Da Rivarolo a capo-meccanico dell’«American Racing Moto2 Team»

Massimo Moro: un canavesano nei box del motomondiale
Sport Rivarolo, 05 Aprile 2020 ore 11:15

Massimo Moro: un canavesano nei box del motomondiale. Da Rivarolo a capo-meccanico dell’«American Racing Moto2 Team».

Massimo Moro

Per anni il suo nome ed il suo volto hanno rappresentato un punto di riferimento per gli appassionati di moto del territorio canavesano. Pilota, meccanico e grande conoscitore delle due ruote, Massimo Moro sul suolo italiano ha saputo togliersi qualche bella soddisfazione. Ad un certo punto della sua vita, però, è stato costretto ad un profondo cambiamento. Cambiamento che oggi, nel 2020, lo porta ad essere tra i protagonisti nei box del Motomondiale. Da Rivarolo, passando da Barcellona, Moro nelle ultime stagioni si è concentrato sulla preparazione dei motori da competizione, arrivando a ritagliarsi un ruolo da capo-meccanico e in particolare da telemetrista di livello internazionale.
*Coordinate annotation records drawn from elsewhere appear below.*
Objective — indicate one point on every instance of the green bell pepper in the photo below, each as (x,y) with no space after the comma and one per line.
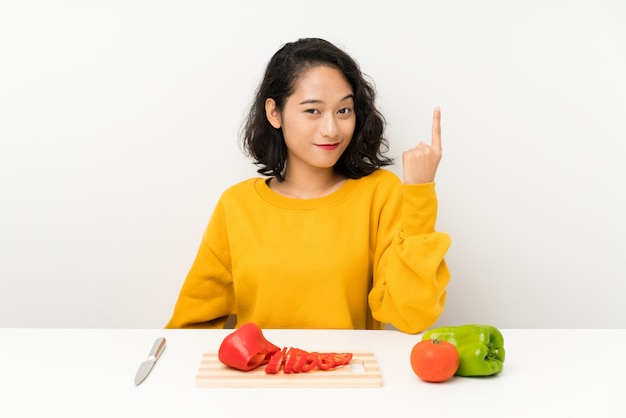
(480,347)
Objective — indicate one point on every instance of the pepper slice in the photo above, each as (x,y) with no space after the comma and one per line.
(480,347)
(246,348)
(325,361)
(276,362)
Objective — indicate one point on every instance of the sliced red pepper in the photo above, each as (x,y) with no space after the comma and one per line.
(310,362)
(246,348)
(341,359)
(325,361)
(276,362)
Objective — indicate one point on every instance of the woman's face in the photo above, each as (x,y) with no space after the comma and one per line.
(317,120)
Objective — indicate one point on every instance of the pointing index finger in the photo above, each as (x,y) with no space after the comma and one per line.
(436,136)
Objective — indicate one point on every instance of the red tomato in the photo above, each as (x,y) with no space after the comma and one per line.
(434,360)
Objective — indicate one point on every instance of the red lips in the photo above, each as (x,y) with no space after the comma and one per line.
(328,147)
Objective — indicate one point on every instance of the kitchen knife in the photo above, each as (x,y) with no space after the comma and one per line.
(148,364)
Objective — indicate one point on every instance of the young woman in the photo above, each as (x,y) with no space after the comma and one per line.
(327,238)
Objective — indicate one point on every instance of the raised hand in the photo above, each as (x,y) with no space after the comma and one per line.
(420,163)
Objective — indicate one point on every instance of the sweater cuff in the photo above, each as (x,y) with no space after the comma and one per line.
(419,208)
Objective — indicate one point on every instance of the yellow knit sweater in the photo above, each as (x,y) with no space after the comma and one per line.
(366,255)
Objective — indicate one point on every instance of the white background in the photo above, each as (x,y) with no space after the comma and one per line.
(119,126)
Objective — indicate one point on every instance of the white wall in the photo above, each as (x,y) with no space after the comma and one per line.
(119,123)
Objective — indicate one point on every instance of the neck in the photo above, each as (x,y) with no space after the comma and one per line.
(308,186)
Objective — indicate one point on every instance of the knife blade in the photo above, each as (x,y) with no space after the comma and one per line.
(146,366)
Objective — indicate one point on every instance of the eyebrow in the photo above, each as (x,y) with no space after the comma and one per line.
(316,101)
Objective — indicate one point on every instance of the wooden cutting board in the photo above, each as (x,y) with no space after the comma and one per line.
(363,371)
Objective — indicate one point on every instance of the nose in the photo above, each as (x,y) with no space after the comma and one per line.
(328,126)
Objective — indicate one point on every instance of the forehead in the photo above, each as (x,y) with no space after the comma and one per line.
(322,82)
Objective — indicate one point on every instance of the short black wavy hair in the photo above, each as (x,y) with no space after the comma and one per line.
(266,144)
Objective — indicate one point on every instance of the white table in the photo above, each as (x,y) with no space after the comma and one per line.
(89,373)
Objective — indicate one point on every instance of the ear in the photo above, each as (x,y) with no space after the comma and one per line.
(272,113)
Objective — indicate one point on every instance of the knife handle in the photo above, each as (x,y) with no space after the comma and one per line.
(157,348)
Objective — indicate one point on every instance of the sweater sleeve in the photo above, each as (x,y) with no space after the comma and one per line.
(206,297)
(410,272)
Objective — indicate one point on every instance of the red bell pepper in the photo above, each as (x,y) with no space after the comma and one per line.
(276,362)
(246,348)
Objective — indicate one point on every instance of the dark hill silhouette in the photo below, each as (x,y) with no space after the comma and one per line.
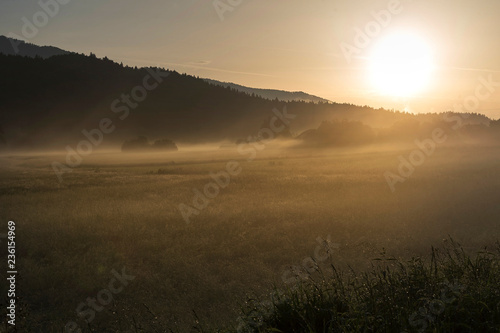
(11,46)
(49,102)
(286,96)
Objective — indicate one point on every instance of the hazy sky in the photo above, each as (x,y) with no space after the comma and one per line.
(284,44)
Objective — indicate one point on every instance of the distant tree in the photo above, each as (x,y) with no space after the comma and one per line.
(165,144)
(141,143)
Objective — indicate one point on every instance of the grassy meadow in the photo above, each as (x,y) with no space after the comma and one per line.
(118,211)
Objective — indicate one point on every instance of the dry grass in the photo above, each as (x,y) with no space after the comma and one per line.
(117,211)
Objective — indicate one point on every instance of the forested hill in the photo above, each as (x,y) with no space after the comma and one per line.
(46,102)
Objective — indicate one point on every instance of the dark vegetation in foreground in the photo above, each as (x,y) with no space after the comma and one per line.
(451,292)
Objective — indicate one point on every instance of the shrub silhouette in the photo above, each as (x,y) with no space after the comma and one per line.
(141,143)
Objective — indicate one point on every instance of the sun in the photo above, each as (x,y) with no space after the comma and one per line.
(401,65)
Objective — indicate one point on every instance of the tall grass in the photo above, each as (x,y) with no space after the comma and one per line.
(452,291)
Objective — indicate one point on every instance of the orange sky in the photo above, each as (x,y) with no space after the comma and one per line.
(288,45)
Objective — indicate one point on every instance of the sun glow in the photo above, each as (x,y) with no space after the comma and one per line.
(401,65)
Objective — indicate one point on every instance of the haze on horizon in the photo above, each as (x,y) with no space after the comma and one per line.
(294,45)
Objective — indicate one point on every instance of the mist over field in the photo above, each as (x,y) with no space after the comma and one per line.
(249,167)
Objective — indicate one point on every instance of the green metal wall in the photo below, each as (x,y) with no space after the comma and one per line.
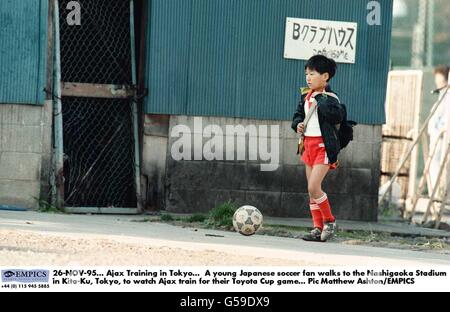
(225,58)
(23,51)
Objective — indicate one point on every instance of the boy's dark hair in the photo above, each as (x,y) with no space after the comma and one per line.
(322,65)
(442,69)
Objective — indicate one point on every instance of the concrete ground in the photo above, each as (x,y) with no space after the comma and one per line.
(31,238)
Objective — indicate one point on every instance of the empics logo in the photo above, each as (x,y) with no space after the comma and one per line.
(25,276)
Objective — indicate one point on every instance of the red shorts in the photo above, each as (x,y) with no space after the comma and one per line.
(315,153)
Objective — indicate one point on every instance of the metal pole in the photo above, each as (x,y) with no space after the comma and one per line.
(418,47)
(430,34)
(137,158)
(413,145)
(58,118)
(436,186)
(424,179)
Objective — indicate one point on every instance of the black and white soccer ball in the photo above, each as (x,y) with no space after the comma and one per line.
(247,220)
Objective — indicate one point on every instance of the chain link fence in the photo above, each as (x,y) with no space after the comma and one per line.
(99,168)
(99,50)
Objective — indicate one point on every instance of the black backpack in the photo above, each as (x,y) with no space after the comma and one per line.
(345,130)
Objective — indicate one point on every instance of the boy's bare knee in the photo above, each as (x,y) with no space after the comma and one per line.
(314,192)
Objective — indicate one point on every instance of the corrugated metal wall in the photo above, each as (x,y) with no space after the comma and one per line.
(225,58)
(23,51)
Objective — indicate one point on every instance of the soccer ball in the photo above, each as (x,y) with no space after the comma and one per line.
(247,220)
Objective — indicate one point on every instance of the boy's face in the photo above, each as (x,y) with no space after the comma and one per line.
(315,80)
(440,80)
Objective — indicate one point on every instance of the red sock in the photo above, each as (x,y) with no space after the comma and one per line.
(316,214)
(325,208)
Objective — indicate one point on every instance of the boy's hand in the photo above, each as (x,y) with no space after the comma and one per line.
(301,128)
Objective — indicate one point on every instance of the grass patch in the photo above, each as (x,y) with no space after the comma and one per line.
(222,215)
(167,218)
(197,218)
(45,206)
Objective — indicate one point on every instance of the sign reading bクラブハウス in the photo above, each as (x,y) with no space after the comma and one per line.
(306,38)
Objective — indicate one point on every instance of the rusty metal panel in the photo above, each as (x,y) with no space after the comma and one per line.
(96,90)
(225,58)
(23,51)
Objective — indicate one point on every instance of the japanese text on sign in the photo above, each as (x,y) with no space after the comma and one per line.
(306,38)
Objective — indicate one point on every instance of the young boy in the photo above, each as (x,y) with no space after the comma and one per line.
(321,144)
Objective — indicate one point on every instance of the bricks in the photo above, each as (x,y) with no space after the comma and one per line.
(20,166)
(25,148)
(193,186)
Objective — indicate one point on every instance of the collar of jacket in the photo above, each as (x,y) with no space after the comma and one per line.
(305,91)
Non a caso, nell’attuale stagione della Moto2 (anche se, come è ben noto, tutto è fermo per la questione dell’emergenza sanitaria legata al Coronavirus) è tra coloro che lavorano sia in gara che nello sviluppo delle moto dell’«American Racing Moto2 Team», il quale si è messo immediatamente in mostra a Losail, nella gara d’esordio in Qatar, con il giovane e talentuoso Joe Roberts, che ha conquistato un eccellente quarto posto.

Esperienza entusiasmante

«E’ una bella avventura quella che sto vivendo - spiega Massimo, che da alcuni anni lavora e vive in terra iberica, precisamente a Barcellona - Una esperienza che ho iniziato alcuni anni fa e che ora mi ha portato ad un’ulteriore crescita professionale, la quale è senza dubbio importante e molto stimolante». Moro 6 anni fa ha deciso di trasferirsi, stimolato da un’offerta di lavoro legata alla preparazione dei motori da corsa: «Purtroppo i primi mesi non sono stati come mi aspettavo. A quel punto ho deciso di mettermi in proprio e aprire un’officina mia. Nel 2015 è arrivata la prima esperienza nella Moto 2, mentre nel 2016 ho lavorato nella squadra di Dominique Aegerter, dove ci siamo tolti qualche bella soddisfazione in gara». Nel 2017 è stata la volta della stagione al servizio di un altro svizzero, Thomas Luthi, centauro di lungo corso: «Peccato per l’infortunio a tre gare dal termine della stagione, che ci ha impedito di lottare per il titolo mondiale. Ma il secondo posto è stato un grande riscontro». A fine di quell’anno una proposta nuova: quella di andare a lavorare con Romano Fenati. «Purtroppo è stata una scelta sbagliata, che è finita quasi subito».

Tra pista e insegnamento

Per lui poi ancora spazio nei box della Moto2, al fianco di un altro «rossocrociato», Jesko Raffin, quindi dal 2019 il via alla nuova avventura con Roberts ed il team a stelle e strisce. «Il tutto arricchito anche da numerose soddisfazioni e vittorie nei campionati spagnoli, che mi hanno regalato ulteriori gioie. Anche perché nel frattempo ho continuano a crescere sotto il punto di vista personale, decidendo di impegnarmi in un mondo che è complicato, ma pure ricco di momenti belli». Infine, se non bastasse, oltre a preparare motori da corsa e vivere la ribalta del Motomondiale, Massimo Moro si è messo anche ad... insegnare. «Proprio così - dice ridendo il canavesano - Mi hanno chiamato alla “Monlau Repsol Technical School” dove tengo lezione settimanalmente a 100 futuri meccanici da competizione. E’ una cosa che mi stimola e chi mi riempie di orgoglio, oltre che essere un momento di condivisione con i ragazzi che mi rende ancora più fiero della strada che ho deciso di intraprendere».